Thursday, 10 March 2011

Sonic 3: Are Japanese Retro Games the Way Forward?

My Japanese copy of Sonic the Hedgehog 3 finally arrived in the post today:

I bought this off a South Korean-based Racketboy user, molotovwars, for $16 (~£10) including shipping. I'm really happy with my purchase, it has all the bits and bobs it was bought with. I must say I'm always surprised at how well looked after second-hand Japanese games are. This is my third Japanese Mega Drive game now and all three are in excellent condition. No sun bleaching, no scuffed cartridges, no missing manuals, no mysterious rattling inside the cartridge, it's fantastic. £10 is how much I would have to pay for a local copy of Sonic 3 on eBay, and I guarantee that none of those are in as good condition as my new one. 

You'd be hard-pressed to find this amount of goodies in a 2nd hand game from the West.

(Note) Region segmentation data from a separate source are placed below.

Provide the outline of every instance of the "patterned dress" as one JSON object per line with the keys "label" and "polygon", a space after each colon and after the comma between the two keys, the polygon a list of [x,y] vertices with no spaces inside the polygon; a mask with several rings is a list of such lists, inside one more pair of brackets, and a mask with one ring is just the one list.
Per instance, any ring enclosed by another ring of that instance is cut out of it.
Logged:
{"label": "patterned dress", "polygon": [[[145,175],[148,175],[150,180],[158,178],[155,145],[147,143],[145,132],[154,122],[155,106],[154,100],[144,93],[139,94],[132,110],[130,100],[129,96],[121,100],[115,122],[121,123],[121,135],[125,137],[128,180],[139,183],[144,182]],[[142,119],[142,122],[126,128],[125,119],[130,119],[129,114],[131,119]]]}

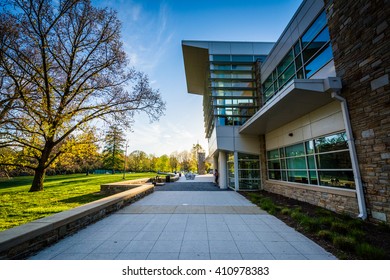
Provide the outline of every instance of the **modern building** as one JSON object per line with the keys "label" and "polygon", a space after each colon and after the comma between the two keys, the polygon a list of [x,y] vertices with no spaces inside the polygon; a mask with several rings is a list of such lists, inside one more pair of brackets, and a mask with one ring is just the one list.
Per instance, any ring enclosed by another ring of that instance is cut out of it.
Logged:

I find myself thinking more and more of exclusively buying complete-in-box Japanese copies of Mega Drive games that have no real language barrier, as the advantages outweigh the slightly higher prices. The artwork is usually better, the manuals are usually in full colour and are brimming with illustrations, many games lack the censorship imposed by their non-Japanese counterparts and I'd be lying if I said the novelty of having a favourite game in Japanese didn't excite the weeaboo hidden within the darkest corners of my mind.
An example of the colour and style found within a Japanese manual. More below.

I'm getting to the point where I either own the majority of Mega Drive games I remember from my youth, or that the remaining few are astronomically expensive. I find myself thinking that I'd like to have a go at Sega games I've never played before, and not just the classics or the obscure titles. Sourcing these from Japan might be the way forward methinks.